Im Zentrum der Abschnitte zur NS-Zeit steht - neben der Schilderung der personellen Brüche und der (weitaus häufigeren) Kontinuitäten im Statistischen Reichsamt - die Analyse verschiedener Konzeptionen einer adäquaten statistischen Erfassung der Produktionsflüsse. Hier standen sich, von unterschiedlichen Personen verkörpert und an verschiedene Machtträger des polykratisch strukturierten Herrschaftssystems angebunden, im wesentlichen zwei Auffassungen gegenüber. Auf der einen Seite vertrat Wilhelm Leiße, der seit März 1938 dem neu gegründeten "Reichsamt für wehrwirtschaftliche Planung" vorstand, eine Auffassung, die den klassischen Industriezensus in eine utopische Detailgenauigkeit zu steigern suchte und nicht zuletzt deshalb scheiterte.

Walter Grävell, Abteilungsleiter im Statistischen Reichsamt, forcierte demgegenüber seit Kriegsbeginn eine Vision, die sich den Wildwuchs unterschiedlichster Institutionen und ihre nicht koordinierten statistischen Erhebungen zu Nutze machen wollte. Sein Ziel war es, diese verschiedenen Erhebungen zentral zu koordinieren, und so unter der Voraussetzung eines völlig ungehinderten Datenaustausches zwischen den Institutionen einen vollständigen und vor allem jederzeit aktuellen Überblick über die Wirtschaft als ganze zu erreichen. Aber auch dieses Vorhaben, das sich konzeptionell von der traditionellen Gegenüberstellung von "Staat" und "Gesellschaft" verabschiedete und deshalb gut zu einem in konkurrierende Machtzentren zerfallenden Staatswesen passte, ließ sich nicht umfassend verwirklichen. Das lag nicht zuletzt an den zwischen den verschiedenen Institutionen verlaufenden und eifersüchtig bewachten Grenzen. In den letzten zwei Kriegsjahren versuchte dann das Planungsamt im Speer-Ministerium unter der Leitung von Hans Kehrl, mit dem Konzept eines "Gesamtplans" nicht nur die Organisation der Kriegswirtschaft statistisch in den Griff zu bekommen, sondern auch, die Funktionsfähigkeit einer Planungsökonomie für die Nachkriegszeit unter Beweis zu stellen. Mit einem Ausblick auf personelle Kontinuitäten des statistischen "establishments" in der Bundesrepublik schließt der durchweg flüssig zu lesende und auch für Leser ohne statistische Vorbildung ohne Probleme zugängliche Band.

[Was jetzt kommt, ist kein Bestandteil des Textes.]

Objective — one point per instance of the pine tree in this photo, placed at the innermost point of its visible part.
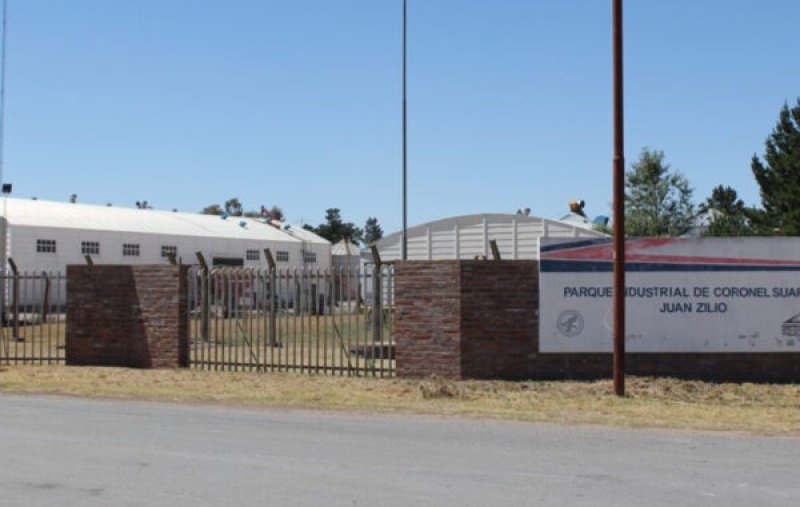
(372, 231)
(729, 215)
(779, 175)
(657, 201)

Dieser positive Gesamteindruck kann auch nicht wesentlich durch eine gelegentlich laxe Belegtechnik und eine, wenn es um die Verbindung der spezifisch wirtschaftshistorischen Befunde mit generellen Entwicklungen geht, manchmal selektive Literaturrezeption getrübt werden. Wenn Tooze beispielsweise das Verhältnis von verschiedenen statistischen Konzeptionen und der Auflösung der Verwaltungsstruktur des NS-Staates behandelt, stützt er sich in erster Linie auf die Interpretation von Jane Caplan, ohne etwa die Arbeiten von Dieter Rebentisch heranzuziehen. Schließlich verwundert der scharfe Tonfall bei der mehr als vehementen Zurückweisung des nunmehr fast zwanzig Jahre alten Buches von Götz Aly und Karl-Heinz Roth: "Die restlose Erfassung" (bei allen unbestreitbaren methodischen Problemen dieser Publikation), und dies umso mehr, als der zentrale Gegenstand dieser Studie, nämlich die Bevölkerungsstatistik und ihre Implikationen für die Vernichtungspolitik, nicht Gegenstand der Untersuchung von Tooze ist. Ungeachtet dieser kritischen Anmerkungen handelt es sich um ein lesenswertes Buch, das viel zu einem besseren Verständnis der Entwicklung der Wirtschaftsstatistik und ihrer Bedeutung für die Wirtschaftswissenschaft in Deutschland beiträgt.